An estimate is really just an analyst's projections about corporate financial health and the predictions often vary significantly. Estimates are influenced by company philosophy, individual analysts perspectives, psychological baggage from being wrong in the past, and the desire by most to stay fairly close to consensus numbers (being much different on your numbers carries a risk).
The truth is, despite efforts to the contrary, earnings projections are invariably tainted with a degree of bias and subjectivity; they are not perfectly objective.
To assume these numbers are wise and accurate without carefully assessing the context in which these decisions are made would be a mistake. But thats exactly what most investors do.
This is not to say that analysts estimates are not a valuable tool in assessing the attractiveness of investment; they are an important component of the decision process.

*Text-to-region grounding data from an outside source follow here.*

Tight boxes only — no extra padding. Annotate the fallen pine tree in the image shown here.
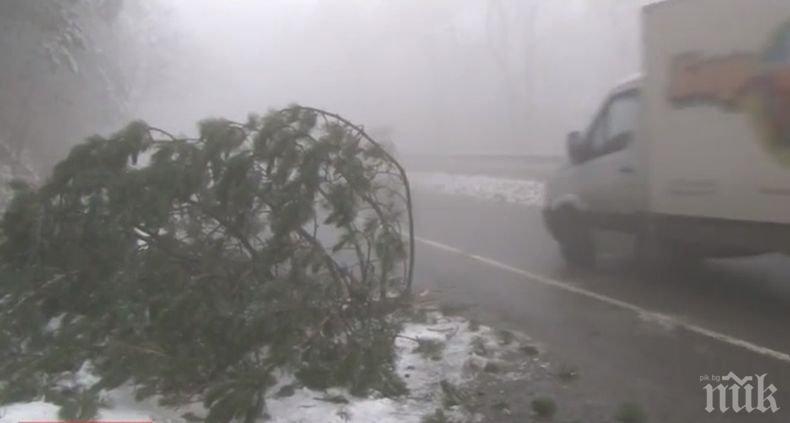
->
[0,106,414,422]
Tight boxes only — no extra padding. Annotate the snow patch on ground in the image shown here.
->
[0,312,529,423]
[44,314,66,334]
[97,385,205,423]
[410,172,545,208]
[0,402,60,423]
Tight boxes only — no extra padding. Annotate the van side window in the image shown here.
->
[601,92,640,156]
[579,90,640,163]
[586,115,607,160]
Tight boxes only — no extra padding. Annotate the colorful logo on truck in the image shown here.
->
[668,20,790,167]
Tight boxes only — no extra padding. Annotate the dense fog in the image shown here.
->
[144,0,642,155]
[1,0,645,165]
[3,2,790,422]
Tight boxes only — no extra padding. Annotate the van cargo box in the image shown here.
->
[643,0,790,224]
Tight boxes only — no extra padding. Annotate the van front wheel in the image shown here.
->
[555,209,595,268]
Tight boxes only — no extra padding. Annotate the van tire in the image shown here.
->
[555,208,595,268]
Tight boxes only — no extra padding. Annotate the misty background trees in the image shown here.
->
[0,0,174,167]
[0,0,644,172]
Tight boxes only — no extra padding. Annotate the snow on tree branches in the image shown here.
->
[0,106,414,422]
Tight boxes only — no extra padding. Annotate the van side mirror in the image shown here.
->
[566,131,586,165]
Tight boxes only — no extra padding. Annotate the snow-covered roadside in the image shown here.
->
[0,312,533,423]
[409,172,545,208]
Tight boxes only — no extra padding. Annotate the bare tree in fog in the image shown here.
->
[0,0,174,165]
[485,0,539,141]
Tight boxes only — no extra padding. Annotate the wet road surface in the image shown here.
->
[411,188,790,422]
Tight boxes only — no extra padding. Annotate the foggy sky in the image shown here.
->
[132,0,643,156]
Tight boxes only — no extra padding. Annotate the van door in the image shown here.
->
[581,90,643,222]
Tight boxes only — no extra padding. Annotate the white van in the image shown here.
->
[543,0,790,266]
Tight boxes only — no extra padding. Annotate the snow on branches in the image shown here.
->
[0,106,414,422]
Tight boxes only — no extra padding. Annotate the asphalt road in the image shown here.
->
[410,188,790,422]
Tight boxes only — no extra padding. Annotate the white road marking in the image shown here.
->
[416,236,790,364]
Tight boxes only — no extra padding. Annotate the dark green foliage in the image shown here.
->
[470,336,488,357]
[556,364,580,383]
[531,396,558,418]
[439,380,466,408]
[615,402,648,423]
[421,408,450,423]
[0,106,413,421]
[520,344,540,356]
[482,361,500,373]
[414,338,445,361]
[496,329,514,345]
[491,400,510,414]
[54,389,102,421]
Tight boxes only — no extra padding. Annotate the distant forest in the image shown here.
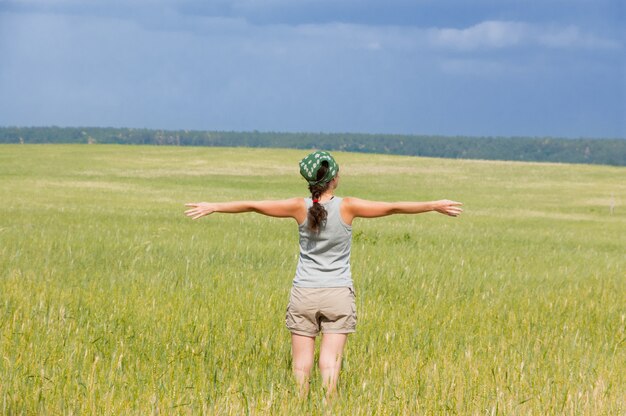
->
[1,126,625,166]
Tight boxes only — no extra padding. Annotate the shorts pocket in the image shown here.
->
[348,287,357,328]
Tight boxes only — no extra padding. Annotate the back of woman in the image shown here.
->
[294,196,352,288]
[185,150,462,398]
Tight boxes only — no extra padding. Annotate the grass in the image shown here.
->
[0,144,625,414]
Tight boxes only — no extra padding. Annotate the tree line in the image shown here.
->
[1,126,624,166]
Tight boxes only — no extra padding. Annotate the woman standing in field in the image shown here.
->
[184,151,462,397]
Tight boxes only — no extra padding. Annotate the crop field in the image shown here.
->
[0,144,625,415]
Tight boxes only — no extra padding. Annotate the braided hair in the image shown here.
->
[307,162,331,233]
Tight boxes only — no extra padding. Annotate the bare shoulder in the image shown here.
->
[340,196,370,224]
[248,197,307,221]
[341,196,366,206]
[288,197,307,223]
[283,197,306,206]
[341,197,366,211]
[340,196,396,220]
[340,196,356,211]
[279,197,307,215]
[341,196,384,208]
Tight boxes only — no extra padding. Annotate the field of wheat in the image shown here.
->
[0,144,624,414]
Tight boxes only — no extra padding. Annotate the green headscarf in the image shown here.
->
[299,151,339,186]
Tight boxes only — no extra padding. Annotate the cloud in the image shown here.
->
[428,20,621,51]
[429,21,527,50]
[5,0,621,31]
[0,4,623,137]
[1,0,621,52]
[536,25,620,49]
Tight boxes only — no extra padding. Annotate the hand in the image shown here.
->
[433,200,463,217]
[184,202,217,220]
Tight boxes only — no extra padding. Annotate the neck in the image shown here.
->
[319,191,335,202]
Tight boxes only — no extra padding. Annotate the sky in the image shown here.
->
[0,0,624,138]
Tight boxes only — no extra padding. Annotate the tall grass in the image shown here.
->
[1,144,624,414]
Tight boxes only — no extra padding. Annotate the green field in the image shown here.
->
[1,144,624,415]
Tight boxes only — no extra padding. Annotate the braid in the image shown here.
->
[307,163,331,233]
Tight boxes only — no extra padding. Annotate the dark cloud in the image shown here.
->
[0,1,623,137]
[2,0,624,28]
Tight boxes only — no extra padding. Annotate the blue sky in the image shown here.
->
[0,0,624,138]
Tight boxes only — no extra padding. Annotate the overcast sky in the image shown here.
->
[0,0,624,138]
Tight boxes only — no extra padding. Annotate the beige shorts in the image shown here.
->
[285,286,357,337]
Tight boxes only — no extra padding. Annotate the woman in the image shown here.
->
[184,150,462,397]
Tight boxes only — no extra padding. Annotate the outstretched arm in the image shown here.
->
[342,197,462,223]
[185,198,306,221]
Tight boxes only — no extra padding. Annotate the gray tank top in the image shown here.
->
[293,196,353,288]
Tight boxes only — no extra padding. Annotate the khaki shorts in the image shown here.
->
[285,286,357,337]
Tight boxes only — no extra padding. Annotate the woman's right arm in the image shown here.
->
[342,197,463,223]
[185,198,307,222]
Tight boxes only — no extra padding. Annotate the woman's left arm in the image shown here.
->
[185,198,306,221]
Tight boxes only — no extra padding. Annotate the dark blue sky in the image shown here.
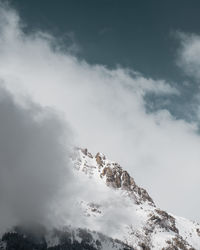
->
[11,0,200,120]
[11,1,200,81]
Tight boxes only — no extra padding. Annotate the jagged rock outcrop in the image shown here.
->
[72,148,200,250]
[1,147,199,250]
[79,149,155,206]
[148,209,179,234]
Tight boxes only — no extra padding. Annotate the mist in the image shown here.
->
[0,1,200,222]
[0,84,75,233]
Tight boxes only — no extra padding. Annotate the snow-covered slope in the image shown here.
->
[1,147,200,250]
[71,147,200,250]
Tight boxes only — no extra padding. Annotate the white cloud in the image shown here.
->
[0,84,75,233]
[0,3,200,222]
[176,31,200,81]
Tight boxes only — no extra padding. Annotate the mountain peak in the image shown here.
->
[75,147,155,206]
[1,147,200,249]
[71,147,200,250]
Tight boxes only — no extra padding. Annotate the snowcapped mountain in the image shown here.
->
[1,147,200,250]
[70,148,200,250]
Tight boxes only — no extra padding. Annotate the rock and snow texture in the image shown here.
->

And in the end, prices of assets are measured based on current and future cash flow. Estimates come from professionals doing their best to be objective and are helpful in assessing the cash flow outlook for companies.
That effort should be respected (and cautiously digested) as long as one recognizes that there are no perfect outcomes; bias always exists.
So as an investor, carefully think through the philosophy underpinning recommendations and projections. Don't optimistically trust without thoughtful reflection.
Ronald Reagan once said about the then Soviet Union, that he was willing to "trust" but only with simultaneous verification The former president knew that it was important to be academic in perspective, hopeful in expectations, and to avoid trusting blindly.
Take the same advice as you watch earnings season this quarter. It will help you make sense of the numbers, the market's reaction, and what your next moves should be as an investor.
Trust but verify; a healthy perspective and one that can benefit you as an investor.